Il est en train de réaliser deux sculptures qui ont particulièrement retenu notre attention.

La première est classique aux Marquises :

Une vision de la mort où le corps en croix se recroqueville, séparé de la tête, l'élément de base qui contient la magie (le mana) chez les anciens ; Tony explique que le guerrier voulait essentiellement récupérer la tête de sa victime pour en posséder la force et l'intelligence. Cela rejoint l'observation que l'on fait lorsque l'on trouve ces crânes dans les pae pae en l'absence des restes des squelettes.

scupteur Ua Pou5

La deuxième est très originale…

Une  sculpture, dont le dessin a été réalisé par les visiteurs de l’île de Pâques, à l'occasion du dernier festival  des Marquises. Cette sculpture représente Makemake une princesse de Hiva Oa qui aurait, après sa mort, emprunté le chemin qui mène à « Kea éé hauhane » (au fond de l’océan dans une baie de Paumea à Ua Pou), la pierre, dernier tremplin avant le paradis marquisien « Havaiki » (situé au large de Hiva Oa). La légende raconte que Makemake serait arrivée à une intersection entre deux conduits et se serait trompée, prenant à la place du chemin de Havaiki, le conduit qui mène à l'île de Pâques. Là bas, elle aurait été transformée en « homme oiseau ».

scupteur Ua Pou6

Dans sa sculpture, Tony représente Makemake dont  les cheveux s'enroulent autour d’un moaï (statue de l'île de Pâques) et un tiki, symbole marquisien. Entre les deux personnages, un pilon outil de la vie sur ces îles. On précisera que les habitants de l'île de Pâques sont d'origine marquisienne…

Tony chez qui nous avons passé ce dimanche est un personnage hors du commun dans le monde de la sculpture qui combine le geste avec la pensée, le mot, le récit et l'émotion.

Chacune de ses sculptures, chacun de ses tableaux de pierre est accompagné d'un récit, écrit par lui en marquisien ; récit explicatif ou récit narratif. Ces textes sont souvent difficiles à traduire en français car la pensée du sculpteur est si subtile qu'une traduction approximative (le créateur ne gère pas les deux langues de la même façon), ne communiquerait certainement pas les sentiments de leur auteur. Il nous expliquait, cet après-midi, qu'il avait beaucoup cherché pour traduire un terme marquisien assorti à l'une de ses œuvres, hésitant entre : «  malade d'amour » et «  malade de l'amour ». Traduire … c'est parfois si compliqué …

 

 

Dominique, lui,  est un jeune sculpteur de l’Ile de Ua Pou. Il a choisi de se spécialiser dans le travail traditionnel sur l'os et sur le rostre d'espadon. IL  sculpte  dans un petit atelier typique, attenant à la maison.
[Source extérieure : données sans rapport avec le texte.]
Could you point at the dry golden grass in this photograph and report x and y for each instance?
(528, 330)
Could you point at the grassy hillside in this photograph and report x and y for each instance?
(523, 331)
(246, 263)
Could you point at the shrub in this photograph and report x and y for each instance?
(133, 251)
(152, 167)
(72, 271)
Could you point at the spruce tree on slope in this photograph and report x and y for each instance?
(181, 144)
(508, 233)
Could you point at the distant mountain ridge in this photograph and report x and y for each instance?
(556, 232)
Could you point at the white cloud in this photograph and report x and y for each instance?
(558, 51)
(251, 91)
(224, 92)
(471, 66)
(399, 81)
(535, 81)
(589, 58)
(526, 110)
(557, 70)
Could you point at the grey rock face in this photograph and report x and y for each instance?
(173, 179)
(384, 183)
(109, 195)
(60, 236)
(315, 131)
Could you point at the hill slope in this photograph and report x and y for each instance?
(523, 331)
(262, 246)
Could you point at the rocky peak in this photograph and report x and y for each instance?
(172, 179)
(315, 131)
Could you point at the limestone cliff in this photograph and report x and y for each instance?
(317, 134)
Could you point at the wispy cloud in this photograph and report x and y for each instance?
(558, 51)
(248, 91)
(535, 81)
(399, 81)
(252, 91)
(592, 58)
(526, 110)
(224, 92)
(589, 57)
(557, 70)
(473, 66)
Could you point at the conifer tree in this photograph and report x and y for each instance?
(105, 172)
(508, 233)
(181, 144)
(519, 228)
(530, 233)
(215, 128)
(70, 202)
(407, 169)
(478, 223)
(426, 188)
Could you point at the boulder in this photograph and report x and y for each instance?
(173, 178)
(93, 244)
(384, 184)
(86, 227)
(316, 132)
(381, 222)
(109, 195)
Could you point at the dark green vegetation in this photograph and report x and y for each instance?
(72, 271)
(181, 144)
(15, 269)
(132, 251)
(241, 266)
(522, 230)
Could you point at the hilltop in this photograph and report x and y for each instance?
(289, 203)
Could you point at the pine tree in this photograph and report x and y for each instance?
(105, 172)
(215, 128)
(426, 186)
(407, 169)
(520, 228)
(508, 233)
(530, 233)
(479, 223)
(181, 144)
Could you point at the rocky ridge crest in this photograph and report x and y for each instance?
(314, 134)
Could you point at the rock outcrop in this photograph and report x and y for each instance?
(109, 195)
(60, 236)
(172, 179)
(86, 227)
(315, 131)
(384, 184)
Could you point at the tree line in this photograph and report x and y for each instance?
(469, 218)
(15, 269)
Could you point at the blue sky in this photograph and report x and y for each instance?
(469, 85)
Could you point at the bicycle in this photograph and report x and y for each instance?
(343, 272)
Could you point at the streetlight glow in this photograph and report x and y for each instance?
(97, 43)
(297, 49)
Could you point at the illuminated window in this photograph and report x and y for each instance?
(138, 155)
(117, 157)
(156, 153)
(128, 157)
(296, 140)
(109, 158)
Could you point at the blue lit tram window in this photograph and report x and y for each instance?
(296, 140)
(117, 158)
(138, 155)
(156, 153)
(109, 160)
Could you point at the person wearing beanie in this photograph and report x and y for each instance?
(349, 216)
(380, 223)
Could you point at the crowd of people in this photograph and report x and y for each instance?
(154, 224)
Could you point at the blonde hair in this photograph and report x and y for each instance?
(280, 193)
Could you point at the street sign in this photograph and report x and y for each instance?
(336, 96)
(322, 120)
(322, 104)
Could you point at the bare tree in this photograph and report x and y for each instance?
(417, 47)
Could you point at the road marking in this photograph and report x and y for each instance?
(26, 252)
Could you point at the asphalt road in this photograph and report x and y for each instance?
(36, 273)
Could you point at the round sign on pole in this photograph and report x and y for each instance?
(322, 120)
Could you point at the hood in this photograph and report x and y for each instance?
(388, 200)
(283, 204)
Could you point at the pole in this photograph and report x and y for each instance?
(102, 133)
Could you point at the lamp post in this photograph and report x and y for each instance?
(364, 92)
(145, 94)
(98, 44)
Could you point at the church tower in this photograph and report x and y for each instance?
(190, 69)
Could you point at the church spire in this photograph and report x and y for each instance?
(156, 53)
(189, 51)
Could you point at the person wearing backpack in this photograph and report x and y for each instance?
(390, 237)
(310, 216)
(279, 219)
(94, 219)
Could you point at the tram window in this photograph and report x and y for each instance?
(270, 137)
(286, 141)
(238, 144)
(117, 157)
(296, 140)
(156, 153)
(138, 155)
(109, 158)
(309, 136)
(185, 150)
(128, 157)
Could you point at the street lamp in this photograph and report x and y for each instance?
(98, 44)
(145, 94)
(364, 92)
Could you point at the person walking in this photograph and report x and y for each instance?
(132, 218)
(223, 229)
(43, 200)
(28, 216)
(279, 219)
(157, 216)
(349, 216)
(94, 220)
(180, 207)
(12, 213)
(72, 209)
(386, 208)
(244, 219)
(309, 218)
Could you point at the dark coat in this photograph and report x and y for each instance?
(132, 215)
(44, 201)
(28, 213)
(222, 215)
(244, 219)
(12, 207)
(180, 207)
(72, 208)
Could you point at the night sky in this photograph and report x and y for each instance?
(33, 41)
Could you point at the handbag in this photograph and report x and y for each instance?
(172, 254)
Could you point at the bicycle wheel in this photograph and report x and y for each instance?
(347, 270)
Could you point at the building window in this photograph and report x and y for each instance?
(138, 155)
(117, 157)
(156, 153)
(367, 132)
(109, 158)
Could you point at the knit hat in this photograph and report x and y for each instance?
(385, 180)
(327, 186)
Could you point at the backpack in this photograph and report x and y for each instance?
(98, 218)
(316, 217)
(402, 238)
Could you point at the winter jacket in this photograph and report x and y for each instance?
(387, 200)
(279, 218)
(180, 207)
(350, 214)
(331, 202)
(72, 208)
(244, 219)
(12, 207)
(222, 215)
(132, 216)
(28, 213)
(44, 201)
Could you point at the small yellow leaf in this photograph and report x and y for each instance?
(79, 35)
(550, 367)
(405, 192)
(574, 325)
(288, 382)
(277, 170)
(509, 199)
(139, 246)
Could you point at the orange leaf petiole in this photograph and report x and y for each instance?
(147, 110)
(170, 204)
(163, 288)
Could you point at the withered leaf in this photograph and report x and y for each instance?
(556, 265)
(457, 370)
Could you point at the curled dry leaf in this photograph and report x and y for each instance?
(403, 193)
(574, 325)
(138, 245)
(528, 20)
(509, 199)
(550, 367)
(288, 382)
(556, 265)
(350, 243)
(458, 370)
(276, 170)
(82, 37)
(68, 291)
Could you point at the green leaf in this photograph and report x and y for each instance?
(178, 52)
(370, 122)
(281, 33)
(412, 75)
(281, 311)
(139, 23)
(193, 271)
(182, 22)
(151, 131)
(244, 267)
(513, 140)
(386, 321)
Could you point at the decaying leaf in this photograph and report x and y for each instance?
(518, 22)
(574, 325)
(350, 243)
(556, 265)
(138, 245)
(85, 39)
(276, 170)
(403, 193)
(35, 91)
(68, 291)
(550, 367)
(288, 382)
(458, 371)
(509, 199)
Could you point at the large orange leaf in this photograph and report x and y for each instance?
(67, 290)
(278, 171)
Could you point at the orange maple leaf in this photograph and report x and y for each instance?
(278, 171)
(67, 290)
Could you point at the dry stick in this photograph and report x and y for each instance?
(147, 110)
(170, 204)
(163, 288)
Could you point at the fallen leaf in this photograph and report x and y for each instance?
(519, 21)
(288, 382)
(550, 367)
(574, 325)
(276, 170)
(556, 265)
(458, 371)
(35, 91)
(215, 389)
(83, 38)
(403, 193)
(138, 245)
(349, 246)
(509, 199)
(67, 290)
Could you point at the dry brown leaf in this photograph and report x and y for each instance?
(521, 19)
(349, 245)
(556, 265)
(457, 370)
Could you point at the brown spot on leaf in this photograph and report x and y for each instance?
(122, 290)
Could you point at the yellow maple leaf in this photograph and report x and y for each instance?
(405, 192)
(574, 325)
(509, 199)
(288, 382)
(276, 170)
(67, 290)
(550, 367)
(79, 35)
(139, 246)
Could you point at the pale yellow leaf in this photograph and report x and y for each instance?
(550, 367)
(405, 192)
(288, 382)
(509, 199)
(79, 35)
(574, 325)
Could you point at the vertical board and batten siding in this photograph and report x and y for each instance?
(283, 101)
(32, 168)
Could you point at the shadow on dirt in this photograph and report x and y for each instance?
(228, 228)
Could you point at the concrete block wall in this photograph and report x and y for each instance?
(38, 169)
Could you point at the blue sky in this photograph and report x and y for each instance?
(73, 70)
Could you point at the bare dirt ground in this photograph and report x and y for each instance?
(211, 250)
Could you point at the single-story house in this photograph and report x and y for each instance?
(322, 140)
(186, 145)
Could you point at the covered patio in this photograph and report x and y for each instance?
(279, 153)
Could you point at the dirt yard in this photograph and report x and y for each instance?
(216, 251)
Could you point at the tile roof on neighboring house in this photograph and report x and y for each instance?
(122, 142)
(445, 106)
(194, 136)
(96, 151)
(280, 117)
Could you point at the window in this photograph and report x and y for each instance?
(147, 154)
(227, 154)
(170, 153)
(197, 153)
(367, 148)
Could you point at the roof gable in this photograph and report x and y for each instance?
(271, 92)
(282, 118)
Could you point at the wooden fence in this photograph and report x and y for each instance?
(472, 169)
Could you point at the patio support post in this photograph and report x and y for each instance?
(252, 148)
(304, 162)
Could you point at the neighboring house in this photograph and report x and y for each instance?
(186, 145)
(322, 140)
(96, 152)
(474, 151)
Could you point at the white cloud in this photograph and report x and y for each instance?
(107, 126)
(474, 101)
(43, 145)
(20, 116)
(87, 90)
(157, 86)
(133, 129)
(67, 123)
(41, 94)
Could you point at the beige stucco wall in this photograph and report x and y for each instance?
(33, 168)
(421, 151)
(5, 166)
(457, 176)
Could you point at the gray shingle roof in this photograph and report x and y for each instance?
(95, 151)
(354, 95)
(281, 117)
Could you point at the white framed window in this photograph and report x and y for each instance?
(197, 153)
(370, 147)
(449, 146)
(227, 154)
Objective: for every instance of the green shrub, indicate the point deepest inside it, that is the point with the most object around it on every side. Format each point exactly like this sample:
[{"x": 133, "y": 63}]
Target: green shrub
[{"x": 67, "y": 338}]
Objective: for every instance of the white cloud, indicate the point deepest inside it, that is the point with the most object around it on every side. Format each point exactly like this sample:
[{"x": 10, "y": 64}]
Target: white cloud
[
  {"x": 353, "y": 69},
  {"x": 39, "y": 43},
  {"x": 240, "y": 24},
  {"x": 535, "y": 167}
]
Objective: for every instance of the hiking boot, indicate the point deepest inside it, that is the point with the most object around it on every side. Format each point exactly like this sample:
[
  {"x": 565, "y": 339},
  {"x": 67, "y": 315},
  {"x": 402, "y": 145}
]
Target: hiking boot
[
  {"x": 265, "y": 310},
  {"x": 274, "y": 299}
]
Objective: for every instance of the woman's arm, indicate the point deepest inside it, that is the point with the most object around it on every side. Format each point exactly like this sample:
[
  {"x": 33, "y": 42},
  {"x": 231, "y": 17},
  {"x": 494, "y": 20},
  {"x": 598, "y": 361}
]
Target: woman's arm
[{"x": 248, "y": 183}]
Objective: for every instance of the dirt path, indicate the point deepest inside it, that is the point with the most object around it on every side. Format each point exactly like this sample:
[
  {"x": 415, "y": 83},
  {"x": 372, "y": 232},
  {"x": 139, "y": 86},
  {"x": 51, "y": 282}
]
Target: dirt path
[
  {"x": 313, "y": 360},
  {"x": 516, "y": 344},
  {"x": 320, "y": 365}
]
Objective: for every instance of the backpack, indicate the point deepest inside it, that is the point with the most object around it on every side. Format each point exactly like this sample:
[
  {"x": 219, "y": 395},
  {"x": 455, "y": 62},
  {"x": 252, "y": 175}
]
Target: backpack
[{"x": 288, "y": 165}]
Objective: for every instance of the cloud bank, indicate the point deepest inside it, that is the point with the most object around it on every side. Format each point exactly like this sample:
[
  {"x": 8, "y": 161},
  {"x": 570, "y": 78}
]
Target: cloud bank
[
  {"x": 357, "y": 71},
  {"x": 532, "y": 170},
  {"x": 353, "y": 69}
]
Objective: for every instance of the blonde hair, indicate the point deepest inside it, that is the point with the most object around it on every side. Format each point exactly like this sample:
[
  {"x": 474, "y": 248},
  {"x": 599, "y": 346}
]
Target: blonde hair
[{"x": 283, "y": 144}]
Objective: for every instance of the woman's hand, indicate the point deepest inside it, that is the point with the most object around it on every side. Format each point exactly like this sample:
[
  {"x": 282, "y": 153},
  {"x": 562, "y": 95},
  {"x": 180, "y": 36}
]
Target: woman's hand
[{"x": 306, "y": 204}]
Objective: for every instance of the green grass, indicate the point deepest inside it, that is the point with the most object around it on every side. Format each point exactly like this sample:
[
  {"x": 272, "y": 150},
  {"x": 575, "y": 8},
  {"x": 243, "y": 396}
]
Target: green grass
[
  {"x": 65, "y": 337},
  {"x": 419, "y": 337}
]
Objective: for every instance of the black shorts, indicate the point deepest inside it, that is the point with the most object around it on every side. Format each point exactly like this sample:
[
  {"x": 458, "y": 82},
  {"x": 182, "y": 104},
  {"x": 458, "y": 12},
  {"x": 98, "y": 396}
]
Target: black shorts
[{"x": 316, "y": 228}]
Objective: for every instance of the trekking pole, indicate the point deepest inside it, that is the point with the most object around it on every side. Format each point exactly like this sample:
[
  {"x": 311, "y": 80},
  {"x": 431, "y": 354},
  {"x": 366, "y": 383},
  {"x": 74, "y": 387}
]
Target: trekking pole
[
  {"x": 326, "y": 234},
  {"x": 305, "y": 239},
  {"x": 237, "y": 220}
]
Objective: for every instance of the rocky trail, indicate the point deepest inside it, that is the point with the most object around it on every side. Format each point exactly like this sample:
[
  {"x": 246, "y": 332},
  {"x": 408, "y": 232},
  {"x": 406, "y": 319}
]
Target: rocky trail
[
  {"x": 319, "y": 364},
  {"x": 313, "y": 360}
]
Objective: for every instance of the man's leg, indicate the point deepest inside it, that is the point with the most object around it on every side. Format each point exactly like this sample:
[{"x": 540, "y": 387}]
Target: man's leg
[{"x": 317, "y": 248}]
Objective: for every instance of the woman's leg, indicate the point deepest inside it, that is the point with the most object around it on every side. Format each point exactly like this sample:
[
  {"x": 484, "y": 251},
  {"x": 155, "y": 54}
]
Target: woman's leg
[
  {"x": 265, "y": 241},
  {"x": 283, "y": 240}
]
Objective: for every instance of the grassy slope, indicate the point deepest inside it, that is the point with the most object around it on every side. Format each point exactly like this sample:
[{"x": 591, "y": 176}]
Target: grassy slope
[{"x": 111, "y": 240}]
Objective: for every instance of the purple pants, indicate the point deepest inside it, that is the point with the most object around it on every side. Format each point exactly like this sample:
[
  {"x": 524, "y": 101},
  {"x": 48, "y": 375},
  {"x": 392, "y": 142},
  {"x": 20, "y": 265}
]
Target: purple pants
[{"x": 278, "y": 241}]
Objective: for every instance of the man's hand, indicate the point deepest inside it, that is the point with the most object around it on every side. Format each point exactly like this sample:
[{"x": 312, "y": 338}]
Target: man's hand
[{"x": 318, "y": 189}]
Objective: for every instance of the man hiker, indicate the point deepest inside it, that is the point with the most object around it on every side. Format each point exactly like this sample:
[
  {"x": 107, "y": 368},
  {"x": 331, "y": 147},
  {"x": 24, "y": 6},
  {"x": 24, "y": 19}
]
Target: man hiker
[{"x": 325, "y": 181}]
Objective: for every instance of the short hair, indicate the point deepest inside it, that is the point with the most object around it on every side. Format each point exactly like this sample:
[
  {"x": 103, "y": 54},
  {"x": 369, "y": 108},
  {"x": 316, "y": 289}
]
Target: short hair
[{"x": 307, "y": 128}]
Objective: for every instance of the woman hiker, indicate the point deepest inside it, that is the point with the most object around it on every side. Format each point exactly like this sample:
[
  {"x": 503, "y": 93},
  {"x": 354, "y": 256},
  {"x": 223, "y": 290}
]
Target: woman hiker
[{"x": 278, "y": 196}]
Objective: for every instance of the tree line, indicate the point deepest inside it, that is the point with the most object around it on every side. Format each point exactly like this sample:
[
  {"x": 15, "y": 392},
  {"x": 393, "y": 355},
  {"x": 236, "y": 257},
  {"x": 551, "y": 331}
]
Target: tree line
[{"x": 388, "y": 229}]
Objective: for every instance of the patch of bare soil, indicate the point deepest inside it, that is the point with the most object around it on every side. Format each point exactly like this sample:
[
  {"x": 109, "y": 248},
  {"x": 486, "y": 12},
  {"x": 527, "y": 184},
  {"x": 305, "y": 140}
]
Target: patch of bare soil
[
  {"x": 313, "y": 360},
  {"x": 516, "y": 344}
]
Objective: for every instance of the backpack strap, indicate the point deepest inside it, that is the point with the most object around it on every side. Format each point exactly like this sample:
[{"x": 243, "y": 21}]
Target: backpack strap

Les os qu'il utilise, viennent de bovins qui vivent en liberté sur l'île voisine : Nuku Hiva. De véritables chasses sont nécessaires. Il faut souvent deux ou trois jours d'expédition avec un bivouac dans la brousse, pour tuer et débiter les animaux devenus sauvages et les acheminer à dos d'homme dans un relief très difficile.

scupteur Ua Pou1

Au moment de ma visite, il venait de saler une bête. Il avait empilé les morceaux de viande dans une poubelle,  en les recouvrant de galets, pour en favoriser la conservation. Il avait récupéré les os de la bête pour en faire des objets de son art.

Dominique prépare un voyage vers Tahiti pour participer à une exposition d'art marquisien, dans laquelle il espère le succès. Il me précisait : « j'ai arrêté de vendre les objets aux touristes de passage car je veux les garder ; ils sont mes enfants et constituent ma personnalité ». Il faut dire que la finesse du travail a tout pour séduire les amateurs.

scupteur Ua Pou2

On retrouve dans la décoration, les motifs classiques des Marquises. L'artiste ouvert, talentueux et imaginatif,  crée dans un secteur où les spécialistes sont rares.

Dominique vient d'une famille de sculpteurs. Tous ses frères, son père, son grand-père et son arrière-grand-père sont ou ont été des sculpteurs.

Actuellement, les outils modernes ont bien changé le travail. Il me précise : « mon grand-père n'avait pas le tour, pas de fraise ; il sculptait avec son couteau et quelques outils très simples. Quand il faisait cinq kookas dans le mois, c’était bien ».